Coupling Electro-Fenton and Electrocoagulation of Aluminum-Air Batteries for Enhanced Tetracycline Degradation: Improving Hydrogen Peroxide and Power Generation.

Electro-Fenton (EF) technology has shown great potential in environmental remediation. However, developing efficient heterogeneous EF catalysts and understanding the relevant reaction mechanisms for pollutant degradation remain challenging. We propose a new system that combines aluminum-air battery electrocoagulation (EC) with EF. The system utilizes dual electron reduction of O2 to generate H2O2 in situ on the air cathodes of aluminum-air batteries and the formation of primary cells to produce electricity. Tetracycline (TC) is degraded by ·OH produced by the Fenton reaction. Under optimal conditions, the system exhibits excellent TC degradation efficiency and higher H2O2 production. The TC removal rate by the reaction system using a graphite cathode reached nearly 100% within 4 h, whereas the H2O2 yield reached 127.07 mg/L within 24 h.

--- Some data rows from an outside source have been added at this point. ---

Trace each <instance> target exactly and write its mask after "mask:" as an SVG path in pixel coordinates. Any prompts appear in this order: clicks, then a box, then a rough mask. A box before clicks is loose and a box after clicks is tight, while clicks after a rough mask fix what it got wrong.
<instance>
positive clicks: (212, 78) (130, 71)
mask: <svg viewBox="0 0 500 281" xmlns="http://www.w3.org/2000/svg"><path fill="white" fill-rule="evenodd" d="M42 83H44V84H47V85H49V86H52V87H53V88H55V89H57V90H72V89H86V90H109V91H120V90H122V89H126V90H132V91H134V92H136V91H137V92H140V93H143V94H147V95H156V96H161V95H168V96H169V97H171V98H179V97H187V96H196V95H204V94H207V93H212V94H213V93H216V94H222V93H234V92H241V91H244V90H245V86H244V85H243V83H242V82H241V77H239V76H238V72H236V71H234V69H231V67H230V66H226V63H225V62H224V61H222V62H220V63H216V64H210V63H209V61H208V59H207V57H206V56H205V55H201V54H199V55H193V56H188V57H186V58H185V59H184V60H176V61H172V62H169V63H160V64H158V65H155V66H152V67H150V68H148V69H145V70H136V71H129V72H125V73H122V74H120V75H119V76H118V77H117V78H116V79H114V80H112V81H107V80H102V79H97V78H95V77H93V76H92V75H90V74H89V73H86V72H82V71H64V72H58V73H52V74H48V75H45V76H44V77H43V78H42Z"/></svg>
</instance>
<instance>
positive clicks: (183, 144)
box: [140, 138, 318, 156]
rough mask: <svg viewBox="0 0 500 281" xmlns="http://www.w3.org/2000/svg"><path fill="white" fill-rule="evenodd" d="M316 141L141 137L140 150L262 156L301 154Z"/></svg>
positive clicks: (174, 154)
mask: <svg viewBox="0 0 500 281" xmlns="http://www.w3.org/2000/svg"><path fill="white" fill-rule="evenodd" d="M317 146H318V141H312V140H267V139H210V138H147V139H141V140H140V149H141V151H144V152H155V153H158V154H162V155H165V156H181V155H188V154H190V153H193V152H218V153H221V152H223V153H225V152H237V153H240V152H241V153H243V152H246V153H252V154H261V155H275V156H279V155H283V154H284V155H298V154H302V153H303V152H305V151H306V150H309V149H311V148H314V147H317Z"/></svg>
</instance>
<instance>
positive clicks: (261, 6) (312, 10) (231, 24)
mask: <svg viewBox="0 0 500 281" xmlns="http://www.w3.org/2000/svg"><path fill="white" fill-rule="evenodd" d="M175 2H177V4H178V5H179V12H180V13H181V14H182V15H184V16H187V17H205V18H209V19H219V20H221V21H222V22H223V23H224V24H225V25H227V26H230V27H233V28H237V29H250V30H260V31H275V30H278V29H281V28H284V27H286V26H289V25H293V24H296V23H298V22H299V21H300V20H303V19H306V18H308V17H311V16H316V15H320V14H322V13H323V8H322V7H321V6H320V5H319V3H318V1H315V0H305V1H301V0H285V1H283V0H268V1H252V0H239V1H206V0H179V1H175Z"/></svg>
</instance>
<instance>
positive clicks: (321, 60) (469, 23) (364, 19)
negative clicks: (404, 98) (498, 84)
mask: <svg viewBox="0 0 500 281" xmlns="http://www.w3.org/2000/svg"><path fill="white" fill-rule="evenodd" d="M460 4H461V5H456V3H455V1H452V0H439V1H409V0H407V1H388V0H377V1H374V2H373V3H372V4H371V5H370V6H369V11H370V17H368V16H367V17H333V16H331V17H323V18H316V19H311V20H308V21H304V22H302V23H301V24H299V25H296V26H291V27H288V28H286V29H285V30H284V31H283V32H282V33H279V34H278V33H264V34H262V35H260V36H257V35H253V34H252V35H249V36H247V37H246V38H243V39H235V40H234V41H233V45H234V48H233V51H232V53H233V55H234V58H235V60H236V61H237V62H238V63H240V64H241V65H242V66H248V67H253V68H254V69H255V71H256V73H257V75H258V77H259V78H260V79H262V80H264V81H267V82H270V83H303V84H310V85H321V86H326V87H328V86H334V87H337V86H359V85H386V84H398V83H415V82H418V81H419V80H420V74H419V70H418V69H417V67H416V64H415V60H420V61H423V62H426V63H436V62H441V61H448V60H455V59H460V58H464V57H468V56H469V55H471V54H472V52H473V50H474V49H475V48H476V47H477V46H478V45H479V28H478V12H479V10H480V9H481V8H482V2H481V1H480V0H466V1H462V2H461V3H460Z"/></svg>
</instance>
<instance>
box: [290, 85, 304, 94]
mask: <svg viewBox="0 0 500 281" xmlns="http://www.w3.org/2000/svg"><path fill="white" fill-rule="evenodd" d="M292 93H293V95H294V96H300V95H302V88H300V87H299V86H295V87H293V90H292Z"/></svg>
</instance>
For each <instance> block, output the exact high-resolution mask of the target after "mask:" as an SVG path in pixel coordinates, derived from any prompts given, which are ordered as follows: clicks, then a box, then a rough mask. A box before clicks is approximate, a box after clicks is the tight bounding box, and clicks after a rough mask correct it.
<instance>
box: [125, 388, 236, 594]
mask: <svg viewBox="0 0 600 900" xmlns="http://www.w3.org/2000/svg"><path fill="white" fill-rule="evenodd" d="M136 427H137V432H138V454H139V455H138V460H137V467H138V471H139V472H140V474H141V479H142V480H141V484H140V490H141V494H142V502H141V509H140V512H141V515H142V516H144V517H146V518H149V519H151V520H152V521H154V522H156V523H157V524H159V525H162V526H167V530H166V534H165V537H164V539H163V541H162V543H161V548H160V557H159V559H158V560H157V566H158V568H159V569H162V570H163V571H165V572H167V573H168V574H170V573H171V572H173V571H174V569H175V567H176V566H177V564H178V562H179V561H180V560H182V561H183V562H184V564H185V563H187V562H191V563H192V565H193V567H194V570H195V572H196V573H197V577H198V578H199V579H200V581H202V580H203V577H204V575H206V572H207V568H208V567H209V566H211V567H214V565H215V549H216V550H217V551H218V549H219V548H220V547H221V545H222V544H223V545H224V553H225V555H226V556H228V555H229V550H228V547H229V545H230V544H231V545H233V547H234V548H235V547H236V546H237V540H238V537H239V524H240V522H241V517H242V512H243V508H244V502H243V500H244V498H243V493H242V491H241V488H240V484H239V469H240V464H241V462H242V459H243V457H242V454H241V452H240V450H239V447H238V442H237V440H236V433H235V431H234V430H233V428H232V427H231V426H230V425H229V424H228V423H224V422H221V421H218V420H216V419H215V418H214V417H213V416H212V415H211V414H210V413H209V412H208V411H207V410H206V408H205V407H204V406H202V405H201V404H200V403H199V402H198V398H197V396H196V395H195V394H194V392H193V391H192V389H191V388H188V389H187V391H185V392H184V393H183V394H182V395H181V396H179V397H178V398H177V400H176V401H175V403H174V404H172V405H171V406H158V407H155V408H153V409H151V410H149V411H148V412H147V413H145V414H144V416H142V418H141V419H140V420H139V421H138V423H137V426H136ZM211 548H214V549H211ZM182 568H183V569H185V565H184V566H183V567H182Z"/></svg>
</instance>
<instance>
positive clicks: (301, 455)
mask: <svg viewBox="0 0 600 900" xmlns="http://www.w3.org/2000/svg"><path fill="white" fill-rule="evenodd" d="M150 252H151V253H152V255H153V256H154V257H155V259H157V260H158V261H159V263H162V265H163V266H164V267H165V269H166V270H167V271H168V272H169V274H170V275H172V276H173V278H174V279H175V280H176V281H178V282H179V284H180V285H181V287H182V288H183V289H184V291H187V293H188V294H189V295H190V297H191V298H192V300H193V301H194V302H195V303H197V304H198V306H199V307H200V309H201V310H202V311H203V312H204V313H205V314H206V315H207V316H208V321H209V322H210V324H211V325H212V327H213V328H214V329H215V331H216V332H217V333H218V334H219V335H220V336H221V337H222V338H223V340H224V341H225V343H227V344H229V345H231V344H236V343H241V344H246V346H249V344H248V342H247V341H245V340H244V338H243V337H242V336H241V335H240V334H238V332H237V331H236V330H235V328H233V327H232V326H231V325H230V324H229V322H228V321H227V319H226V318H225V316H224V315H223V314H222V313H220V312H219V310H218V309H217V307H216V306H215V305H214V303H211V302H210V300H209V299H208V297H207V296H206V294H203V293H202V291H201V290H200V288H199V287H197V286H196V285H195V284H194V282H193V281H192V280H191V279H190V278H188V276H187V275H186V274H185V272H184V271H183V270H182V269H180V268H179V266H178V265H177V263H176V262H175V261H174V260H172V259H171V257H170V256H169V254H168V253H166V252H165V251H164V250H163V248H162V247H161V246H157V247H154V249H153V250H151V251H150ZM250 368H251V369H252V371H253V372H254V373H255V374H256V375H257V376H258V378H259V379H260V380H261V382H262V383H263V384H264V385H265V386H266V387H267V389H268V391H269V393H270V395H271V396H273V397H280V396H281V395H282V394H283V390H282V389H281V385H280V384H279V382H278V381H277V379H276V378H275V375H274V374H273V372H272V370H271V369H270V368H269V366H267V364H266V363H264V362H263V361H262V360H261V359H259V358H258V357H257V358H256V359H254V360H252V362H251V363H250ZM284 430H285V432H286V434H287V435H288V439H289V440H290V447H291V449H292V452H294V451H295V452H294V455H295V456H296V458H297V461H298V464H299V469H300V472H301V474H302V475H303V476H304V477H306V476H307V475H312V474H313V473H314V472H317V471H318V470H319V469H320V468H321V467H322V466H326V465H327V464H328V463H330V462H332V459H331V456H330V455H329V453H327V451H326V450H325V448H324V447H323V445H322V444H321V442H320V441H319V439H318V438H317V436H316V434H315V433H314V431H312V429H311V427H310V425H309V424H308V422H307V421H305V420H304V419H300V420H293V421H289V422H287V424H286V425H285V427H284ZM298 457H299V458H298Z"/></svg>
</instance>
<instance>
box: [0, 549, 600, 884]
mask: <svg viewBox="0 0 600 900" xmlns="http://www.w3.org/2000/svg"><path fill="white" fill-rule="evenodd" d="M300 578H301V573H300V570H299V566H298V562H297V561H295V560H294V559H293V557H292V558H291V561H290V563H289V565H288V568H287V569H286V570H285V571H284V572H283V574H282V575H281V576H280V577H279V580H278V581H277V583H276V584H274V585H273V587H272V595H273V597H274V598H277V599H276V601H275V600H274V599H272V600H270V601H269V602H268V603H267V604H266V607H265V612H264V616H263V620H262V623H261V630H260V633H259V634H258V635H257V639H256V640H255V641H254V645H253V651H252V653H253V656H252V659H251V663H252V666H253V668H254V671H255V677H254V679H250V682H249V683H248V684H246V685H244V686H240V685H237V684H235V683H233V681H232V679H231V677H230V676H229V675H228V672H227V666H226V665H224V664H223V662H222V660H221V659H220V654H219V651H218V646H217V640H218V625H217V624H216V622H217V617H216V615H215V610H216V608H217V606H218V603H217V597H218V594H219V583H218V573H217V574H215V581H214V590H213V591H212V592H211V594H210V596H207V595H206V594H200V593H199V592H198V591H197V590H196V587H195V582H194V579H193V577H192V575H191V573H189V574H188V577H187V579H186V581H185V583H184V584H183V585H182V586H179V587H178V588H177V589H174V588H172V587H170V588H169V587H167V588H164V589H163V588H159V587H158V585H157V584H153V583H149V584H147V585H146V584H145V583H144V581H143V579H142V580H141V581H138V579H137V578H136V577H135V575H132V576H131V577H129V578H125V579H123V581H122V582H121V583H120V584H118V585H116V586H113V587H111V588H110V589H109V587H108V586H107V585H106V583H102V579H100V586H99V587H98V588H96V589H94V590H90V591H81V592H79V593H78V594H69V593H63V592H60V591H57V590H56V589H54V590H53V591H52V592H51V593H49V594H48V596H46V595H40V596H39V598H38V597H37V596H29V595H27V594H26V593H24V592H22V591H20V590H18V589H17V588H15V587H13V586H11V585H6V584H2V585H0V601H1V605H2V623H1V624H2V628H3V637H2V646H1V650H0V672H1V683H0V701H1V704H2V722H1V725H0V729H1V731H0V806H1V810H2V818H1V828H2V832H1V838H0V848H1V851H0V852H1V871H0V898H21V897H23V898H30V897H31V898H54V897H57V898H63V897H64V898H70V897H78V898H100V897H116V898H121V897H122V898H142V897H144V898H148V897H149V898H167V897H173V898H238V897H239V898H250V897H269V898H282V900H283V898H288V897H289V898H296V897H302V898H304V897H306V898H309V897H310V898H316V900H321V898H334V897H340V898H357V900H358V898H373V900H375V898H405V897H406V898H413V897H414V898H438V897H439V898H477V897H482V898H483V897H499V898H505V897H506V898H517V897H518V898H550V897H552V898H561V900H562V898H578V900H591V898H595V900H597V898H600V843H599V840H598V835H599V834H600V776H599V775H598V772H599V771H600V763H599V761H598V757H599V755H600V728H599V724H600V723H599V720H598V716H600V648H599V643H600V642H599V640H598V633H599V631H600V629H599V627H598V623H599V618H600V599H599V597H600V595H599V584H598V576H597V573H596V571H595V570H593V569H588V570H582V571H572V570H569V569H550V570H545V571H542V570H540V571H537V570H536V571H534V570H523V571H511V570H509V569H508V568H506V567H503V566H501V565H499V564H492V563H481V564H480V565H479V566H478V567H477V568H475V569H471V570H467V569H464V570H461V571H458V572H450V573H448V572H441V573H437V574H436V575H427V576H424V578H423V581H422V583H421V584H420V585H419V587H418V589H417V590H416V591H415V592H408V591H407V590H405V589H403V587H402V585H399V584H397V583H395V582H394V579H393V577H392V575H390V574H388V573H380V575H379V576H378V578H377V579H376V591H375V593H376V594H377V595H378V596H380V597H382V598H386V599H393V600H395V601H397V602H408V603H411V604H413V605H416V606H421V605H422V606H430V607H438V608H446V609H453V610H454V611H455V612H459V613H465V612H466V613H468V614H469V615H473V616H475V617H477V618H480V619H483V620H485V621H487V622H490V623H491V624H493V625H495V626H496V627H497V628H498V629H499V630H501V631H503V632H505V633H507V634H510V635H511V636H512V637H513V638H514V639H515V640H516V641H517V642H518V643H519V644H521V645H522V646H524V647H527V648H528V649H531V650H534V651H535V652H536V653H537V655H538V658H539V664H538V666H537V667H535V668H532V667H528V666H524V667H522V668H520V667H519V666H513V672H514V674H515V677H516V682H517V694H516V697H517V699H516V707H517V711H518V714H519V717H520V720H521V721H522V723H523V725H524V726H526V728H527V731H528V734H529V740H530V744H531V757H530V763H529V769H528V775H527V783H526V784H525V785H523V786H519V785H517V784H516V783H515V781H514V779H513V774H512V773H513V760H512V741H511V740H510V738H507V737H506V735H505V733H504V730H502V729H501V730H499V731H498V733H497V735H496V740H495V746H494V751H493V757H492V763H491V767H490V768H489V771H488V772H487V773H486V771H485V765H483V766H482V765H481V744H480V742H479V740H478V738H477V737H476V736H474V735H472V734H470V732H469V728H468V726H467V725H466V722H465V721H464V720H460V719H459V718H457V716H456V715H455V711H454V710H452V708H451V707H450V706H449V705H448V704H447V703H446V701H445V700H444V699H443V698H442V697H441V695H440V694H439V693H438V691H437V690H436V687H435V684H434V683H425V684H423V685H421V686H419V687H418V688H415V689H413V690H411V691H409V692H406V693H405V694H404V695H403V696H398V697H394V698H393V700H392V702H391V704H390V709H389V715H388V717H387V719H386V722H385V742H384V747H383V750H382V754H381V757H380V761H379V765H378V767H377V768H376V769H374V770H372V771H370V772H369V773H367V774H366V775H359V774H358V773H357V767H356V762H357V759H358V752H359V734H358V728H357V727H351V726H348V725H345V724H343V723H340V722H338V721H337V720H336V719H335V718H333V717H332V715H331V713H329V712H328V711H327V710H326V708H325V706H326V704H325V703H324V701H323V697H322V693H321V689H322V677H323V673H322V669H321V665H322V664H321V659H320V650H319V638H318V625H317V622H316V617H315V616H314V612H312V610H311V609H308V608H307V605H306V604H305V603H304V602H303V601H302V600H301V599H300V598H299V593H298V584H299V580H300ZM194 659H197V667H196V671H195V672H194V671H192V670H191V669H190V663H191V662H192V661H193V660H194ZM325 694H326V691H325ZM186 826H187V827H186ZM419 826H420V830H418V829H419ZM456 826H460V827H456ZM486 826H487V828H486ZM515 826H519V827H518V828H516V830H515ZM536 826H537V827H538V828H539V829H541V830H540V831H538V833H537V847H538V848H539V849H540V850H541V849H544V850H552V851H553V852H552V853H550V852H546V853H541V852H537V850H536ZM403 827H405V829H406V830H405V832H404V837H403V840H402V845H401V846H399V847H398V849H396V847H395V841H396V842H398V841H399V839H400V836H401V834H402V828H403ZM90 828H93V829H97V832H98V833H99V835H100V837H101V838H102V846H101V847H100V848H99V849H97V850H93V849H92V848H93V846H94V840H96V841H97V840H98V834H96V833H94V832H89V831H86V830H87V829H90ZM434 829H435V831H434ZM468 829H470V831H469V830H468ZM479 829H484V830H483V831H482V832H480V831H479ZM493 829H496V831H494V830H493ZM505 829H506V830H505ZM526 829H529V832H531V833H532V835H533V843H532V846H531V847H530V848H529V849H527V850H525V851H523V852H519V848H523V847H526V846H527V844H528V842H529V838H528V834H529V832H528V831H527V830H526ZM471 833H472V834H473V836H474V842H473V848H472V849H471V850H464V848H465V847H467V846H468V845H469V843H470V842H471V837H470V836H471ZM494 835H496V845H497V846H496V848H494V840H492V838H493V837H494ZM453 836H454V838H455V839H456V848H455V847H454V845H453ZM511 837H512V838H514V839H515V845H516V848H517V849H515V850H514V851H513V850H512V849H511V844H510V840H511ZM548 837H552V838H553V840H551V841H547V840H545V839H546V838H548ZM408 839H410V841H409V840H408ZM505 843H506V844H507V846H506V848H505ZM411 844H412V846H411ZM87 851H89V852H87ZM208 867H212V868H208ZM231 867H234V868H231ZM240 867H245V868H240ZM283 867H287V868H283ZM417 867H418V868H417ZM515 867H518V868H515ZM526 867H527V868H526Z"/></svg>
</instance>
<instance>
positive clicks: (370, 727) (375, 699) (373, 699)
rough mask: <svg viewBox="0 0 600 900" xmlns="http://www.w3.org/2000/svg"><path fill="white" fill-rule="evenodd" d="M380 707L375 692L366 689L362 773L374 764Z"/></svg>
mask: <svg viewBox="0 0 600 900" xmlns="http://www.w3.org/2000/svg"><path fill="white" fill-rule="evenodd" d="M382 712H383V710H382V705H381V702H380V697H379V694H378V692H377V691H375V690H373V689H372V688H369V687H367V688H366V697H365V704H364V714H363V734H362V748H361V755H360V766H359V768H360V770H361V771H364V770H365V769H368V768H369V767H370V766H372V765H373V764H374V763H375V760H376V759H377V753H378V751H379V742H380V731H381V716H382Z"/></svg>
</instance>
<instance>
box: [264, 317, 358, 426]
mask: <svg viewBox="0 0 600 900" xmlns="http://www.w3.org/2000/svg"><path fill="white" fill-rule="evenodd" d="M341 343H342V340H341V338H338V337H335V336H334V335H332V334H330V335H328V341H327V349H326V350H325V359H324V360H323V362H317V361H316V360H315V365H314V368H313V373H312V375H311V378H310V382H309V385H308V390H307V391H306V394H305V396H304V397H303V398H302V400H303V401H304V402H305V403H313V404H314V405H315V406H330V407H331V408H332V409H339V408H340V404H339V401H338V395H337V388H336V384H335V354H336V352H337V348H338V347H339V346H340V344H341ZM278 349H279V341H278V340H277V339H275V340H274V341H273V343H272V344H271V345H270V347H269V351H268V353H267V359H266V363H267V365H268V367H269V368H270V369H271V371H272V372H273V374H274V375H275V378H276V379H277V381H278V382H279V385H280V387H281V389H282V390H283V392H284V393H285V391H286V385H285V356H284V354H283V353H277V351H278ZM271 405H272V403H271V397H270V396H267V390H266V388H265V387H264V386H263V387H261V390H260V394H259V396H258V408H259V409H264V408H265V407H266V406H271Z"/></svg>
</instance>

The experimental results show that the novel EF and EC composite system of aluminum-air batteries, through the electroflocculation mechanism and ·OH and EF reactions, with EC as the main factor, generates multiple •OH radicals that interact to efficiently remove TC. This work provides novel and important insights into EF technology, as well as new strategies for TC removal.